To provide a hands on sense of what these XML dialects look like, a collection of examples of netCDF semantics in different forms is available at:
The datasets themselves are:
For the sst.nc dataset, there are several different encodings of the semantic content:
For the other two test datasets (stiped.nc and RUC.nc), the ncdump, ncML, ncML-CS files are also there, but the ncML-GML encoding is not available yet.
We are almost through a prototype implementation of a WCS capable of dealing with Galeon netCDF-CF datasets, in particular capable of returning ncML-GML encoded datasets. We are proceeding "depth-first", according to a top-down approach: first we implement and test Galeon basic functionalities, than we add support for more complicated testcases. We have focused on the simplest dataset (sst.nc) and we expect to be able to serve it via our server prototype on september, 20th. The next steps will be to broaden our scope, i.e. addressing the other datasets (striped.nc, featuring a slightly more complex data structure, and RUC.nc, featuring a projected coordinate system). So, I'm afraid we can't be of much help regarding projected coordinate system issues, at the moment. However, we have already sketched the basic rules for adding such information, that will be expressed leveraging GML powerful grammar.

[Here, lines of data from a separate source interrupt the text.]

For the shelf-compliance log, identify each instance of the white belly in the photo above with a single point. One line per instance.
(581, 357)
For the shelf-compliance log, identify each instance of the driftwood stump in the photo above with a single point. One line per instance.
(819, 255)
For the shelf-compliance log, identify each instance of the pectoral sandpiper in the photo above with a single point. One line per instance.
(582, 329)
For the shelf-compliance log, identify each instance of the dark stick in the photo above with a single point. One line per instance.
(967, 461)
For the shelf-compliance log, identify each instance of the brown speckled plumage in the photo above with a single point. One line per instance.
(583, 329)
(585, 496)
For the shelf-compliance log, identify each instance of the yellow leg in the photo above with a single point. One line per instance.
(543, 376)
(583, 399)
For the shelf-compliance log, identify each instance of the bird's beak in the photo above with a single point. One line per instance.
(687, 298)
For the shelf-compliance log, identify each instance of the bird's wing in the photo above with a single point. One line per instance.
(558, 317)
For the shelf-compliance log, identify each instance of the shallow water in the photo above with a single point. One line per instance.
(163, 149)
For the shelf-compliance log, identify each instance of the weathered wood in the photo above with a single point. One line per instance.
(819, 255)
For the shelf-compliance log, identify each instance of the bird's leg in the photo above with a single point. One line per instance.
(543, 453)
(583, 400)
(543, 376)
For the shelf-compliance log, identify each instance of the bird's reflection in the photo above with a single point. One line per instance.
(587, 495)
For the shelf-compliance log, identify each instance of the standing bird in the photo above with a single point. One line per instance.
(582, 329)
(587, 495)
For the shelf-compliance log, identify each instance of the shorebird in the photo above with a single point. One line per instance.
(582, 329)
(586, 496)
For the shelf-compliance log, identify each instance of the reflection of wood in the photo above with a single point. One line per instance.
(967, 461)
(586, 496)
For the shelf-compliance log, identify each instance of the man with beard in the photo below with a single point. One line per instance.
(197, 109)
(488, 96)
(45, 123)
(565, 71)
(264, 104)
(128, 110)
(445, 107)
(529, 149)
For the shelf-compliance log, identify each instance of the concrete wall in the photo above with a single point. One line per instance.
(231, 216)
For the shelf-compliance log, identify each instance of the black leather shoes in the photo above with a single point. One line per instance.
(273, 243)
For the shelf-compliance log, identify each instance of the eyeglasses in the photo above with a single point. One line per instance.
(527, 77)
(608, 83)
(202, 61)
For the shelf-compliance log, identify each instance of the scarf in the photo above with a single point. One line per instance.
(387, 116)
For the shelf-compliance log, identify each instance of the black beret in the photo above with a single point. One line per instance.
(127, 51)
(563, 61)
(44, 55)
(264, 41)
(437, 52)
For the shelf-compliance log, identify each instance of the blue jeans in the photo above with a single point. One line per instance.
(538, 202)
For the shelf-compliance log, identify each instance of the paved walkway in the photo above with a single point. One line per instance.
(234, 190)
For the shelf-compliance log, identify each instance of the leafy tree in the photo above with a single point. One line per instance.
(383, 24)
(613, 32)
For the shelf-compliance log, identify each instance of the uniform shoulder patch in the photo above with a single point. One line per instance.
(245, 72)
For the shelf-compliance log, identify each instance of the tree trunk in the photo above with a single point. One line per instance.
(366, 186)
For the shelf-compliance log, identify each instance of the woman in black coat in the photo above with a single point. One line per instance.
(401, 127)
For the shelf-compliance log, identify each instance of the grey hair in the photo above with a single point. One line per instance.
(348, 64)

Instead, we had to deal from the very beginning with the data encoding issues, as you point out, and we have reached a more mature stage of specification of the viable data access strategies. Summarizing, ncML-GML fully describes a dataset, providing the actual data either via "immediate" or "deferred" access. The latter approach is somewhat less interesting (basically, it is meant for data to be accesssed by mailing an institution, or through generic-purpose protocols - e.g. FTP). The former approach is, in turn, twofold: access may be provided directly (embedded data) or via a purpose-specific automatic protocol (linked data). Currently, ncML-GML APIs and our prototype server supports embedded data encoding (ASCII or Base64 encoding of Java/XDR structures) as well as OPeNDAP data linking, that should be enough for most use cases.